A couple of years ago, when I was trying to get my Italian up to speed in preparation for the course I was being sent to take in Rome, I discovered a veritable treasury of old Italian newsreels on YouTube – everything from King Victor Emmanuel III opening the Italian parliament in the 1930s to Pope Pius XII’s visit to the famous Dominican church of Santa Maria Sopra Minerva in April 1940 as part of his (unsuccessful) strategy to keep Italy neutral in World War II. Among the many videos I watched were several from the 1950 Holy Year – including the events surrounding Pope Pius XII’s solemn definition of the dogma of the Assumption of the Blessed Virgin Mary on November 1, 1950. One video shows how on the previous evening, for the first time in almost a century, the famous image of Maria Salus Populi Romani (Mary, Safety of the Roman People) was carried in solemn procession from downtown Rome to St. Peter’s, where it remained overnight at the papal altar over St. Peter’s Tomb. (That famous image is ordinarily in the Papal Basilica of Saint Mary Major. It was there that Isaac Hecker prayed before it after his expulsion from the Redemptorists in August 1857, and it was there that Pope Francis went to venerate that same image on the day after his election as pope last March).  The old newsreels also show Pope Pius XII being carried on the sedia gestatoria through the piazza on the morning of November 1, 1950, where, after the solemn petition by Cardinal Tisserant on behalf of the whole Church and after the invocation of the Holy Spirit through the singing of the hym Veni Creator Spiritus, the Pope himself read the words of the dogmatic definition: “after we have poured forth prayers of supplication again and again to God, and have invoked the light of the Spirit of Truth, for the glory of Almighty God who has lavished his special affection upon the Virgin Mary, for the honor of her Son, the immortal King of the Ages and the Victor over sin and death, for the increase of the glory of that same august Mother, and for the joy and exultation of the entire Church; by the authority of our Lord Jesus Christ, of the Blessed Apostles Peter and Paul, and by our own authority, we pronounce, declare, and define it to be a divinely revealed dogma: that the Immaculate Mother of God, the ever Virgin Mary, having completed the course of her earthly life, was assumed body and soul into heavenly glory (Apostolic Constitution, Munificentissmus Deus, 44).

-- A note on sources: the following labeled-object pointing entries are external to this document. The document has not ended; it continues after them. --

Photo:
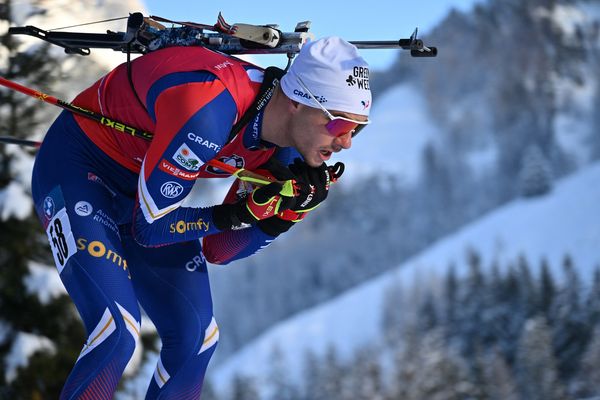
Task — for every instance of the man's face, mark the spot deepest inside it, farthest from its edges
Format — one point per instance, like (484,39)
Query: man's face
(311,138)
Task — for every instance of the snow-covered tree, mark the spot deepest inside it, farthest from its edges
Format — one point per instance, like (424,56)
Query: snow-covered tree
(536,365)
(535,175)
(41,332)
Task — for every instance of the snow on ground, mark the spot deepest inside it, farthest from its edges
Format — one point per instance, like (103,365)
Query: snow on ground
(14,202)
(44,281)
(24,345)
(394,140)
(565,221)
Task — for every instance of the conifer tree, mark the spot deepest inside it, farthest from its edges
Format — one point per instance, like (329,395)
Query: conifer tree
(53,324)
(536,365)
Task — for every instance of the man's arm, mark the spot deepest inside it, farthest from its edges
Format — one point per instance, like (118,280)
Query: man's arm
(193,113)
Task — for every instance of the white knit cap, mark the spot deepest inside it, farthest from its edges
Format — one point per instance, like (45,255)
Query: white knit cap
(334,72)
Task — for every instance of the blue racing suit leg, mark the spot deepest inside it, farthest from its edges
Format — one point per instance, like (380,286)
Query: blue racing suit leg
(85,201)
(172,286)
(77,211)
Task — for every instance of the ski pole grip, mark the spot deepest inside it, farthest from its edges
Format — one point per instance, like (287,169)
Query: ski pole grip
(424,53)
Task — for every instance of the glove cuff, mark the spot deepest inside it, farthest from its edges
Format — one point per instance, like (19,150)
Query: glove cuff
(274,226)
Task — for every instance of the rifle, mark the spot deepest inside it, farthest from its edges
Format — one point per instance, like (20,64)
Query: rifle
(146,34)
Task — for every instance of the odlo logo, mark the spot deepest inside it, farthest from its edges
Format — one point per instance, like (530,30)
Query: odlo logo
(359,77)
(171,189)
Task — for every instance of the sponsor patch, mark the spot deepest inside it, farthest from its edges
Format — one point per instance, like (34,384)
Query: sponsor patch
(171,190)
(49,207)
(185,226)
(185,157)
(98,249)
(83,208)
(359,77)
(204,142)
(170,169)
(234,160)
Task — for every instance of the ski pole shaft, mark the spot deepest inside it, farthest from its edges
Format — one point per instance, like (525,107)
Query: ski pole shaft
(101,119)
(20,142)
(120,126)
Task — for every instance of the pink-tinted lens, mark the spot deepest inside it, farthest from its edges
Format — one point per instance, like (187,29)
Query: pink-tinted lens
(339,127)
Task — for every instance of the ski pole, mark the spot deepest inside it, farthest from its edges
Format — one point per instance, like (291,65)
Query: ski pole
(101,119)
(243,174)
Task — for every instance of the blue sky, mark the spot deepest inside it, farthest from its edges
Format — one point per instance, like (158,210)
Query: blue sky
(376,20)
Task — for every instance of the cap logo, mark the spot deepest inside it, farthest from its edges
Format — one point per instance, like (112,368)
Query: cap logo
(359,77)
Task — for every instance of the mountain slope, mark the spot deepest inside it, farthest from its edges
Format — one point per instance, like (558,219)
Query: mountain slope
(565,221)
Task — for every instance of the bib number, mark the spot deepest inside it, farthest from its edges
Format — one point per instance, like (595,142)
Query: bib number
(61,239)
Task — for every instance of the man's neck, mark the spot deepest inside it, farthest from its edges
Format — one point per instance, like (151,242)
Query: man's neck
(275,120)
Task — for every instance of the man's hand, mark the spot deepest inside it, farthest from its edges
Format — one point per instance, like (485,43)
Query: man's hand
(313,184)
(262,203)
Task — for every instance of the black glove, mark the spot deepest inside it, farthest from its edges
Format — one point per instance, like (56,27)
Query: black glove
(274,226)
(313,185)
(262,203)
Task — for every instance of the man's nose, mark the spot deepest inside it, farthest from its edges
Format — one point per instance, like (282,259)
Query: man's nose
(345,141)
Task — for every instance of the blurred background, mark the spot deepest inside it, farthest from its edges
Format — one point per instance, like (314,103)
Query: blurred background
(458,257)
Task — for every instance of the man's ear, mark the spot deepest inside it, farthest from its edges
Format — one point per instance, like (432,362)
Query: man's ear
(294,106)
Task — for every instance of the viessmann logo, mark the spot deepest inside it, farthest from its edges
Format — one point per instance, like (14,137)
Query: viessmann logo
(185,157)
(171,189)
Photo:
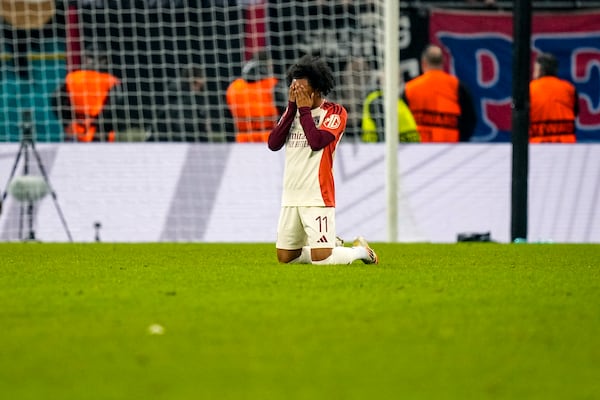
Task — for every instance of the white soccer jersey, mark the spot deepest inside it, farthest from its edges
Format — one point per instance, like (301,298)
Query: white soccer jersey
(308,174)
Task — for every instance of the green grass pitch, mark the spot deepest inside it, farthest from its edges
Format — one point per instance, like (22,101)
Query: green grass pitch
(455,321)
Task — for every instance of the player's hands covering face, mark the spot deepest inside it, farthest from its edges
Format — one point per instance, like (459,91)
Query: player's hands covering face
(302,93)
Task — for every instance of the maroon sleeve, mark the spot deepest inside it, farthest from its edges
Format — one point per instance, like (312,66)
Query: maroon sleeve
(278,135)
(317,139)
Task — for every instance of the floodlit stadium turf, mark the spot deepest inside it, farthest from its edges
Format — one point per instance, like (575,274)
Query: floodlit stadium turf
(221,321)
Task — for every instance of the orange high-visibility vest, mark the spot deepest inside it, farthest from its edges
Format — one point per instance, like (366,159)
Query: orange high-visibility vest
(433,100)
(552,110)
(88,91)
(253,108)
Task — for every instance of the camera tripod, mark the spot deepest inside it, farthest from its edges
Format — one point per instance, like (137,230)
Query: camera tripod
(26,148)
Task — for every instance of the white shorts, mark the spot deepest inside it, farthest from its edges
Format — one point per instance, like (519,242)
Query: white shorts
(306,226)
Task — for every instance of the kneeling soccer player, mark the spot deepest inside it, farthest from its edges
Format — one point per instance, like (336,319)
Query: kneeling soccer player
(310,129)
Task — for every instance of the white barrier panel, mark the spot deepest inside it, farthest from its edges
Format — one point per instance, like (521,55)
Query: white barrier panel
(147,192)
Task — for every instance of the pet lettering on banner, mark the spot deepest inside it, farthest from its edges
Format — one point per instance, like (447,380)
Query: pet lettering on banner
(479,48)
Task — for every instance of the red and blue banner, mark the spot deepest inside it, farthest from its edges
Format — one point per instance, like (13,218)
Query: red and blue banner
(479,50)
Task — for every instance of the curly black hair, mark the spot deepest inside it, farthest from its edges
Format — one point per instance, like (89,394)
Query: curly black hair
(316,71)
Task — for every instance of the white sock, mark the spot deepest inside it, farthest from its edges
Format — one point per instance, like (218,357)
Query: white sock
(303,258)
(344,255)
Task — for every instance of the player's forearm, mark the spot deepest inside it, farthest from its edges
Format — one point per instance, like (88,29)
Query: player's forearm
(279,134)
(317,139)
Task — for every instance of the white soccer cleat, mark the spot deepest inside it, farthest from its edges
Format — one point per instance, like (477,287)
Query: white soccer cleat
(361,242)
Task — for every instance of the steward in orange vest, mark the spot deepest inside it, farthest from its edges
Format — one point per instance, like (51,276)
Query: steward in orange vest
(440,103)
(83,103)
(251,100)
(553,104)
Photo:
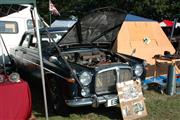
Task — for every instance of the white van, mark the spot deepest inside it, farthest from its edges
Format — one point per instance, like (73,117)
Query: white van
(13,26)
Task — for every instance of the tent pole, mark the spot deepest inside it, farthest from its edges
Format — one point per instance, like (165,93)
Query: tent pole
(41,61)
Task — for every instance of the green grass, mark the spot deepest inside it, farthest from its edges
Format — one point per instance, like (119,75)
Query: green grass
(159,107)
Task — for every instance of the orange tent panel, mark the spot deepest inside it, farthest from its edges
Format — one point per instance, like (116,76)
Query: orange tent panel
(146,38)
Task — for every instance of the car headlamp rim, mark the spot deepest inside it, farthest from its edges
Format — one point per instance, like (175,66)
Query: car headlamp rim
(138,70)
(85,78)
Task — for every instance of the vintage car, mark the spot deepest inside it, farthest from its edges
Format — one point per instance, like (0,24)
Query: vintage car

Among the bishops in the piazza that day was the future Pope John XXIII. Years later, he wrote: “As Nuncio to France, I was one of the fortunate ones present at that ceremony in St. Peter’s Square. I felt no anxiety about this doctrine, having always believed it “(Journal of a Soul, August 15, 1961). 

And, in a meditation on the Assumption, which accompanied a 1961 Apostolic Letter on the Rosary, Pope John wrote:
“This is a source of consolation and faith, in days of grief or pain, for those privileged souls – such as we can all become, if only we respond to grace – whom God is silently preparing for the most beautiful victory of all, the attainment of holiness.

“The mystery of the Assumption brings home to us the thought of death, of our own death, and gives us a sense of serene confidence; it makes us understand and welcome the thought that the Lord will be, as we would wish him to be, near us in our last agony, to gather into his own hands our immortal soul.”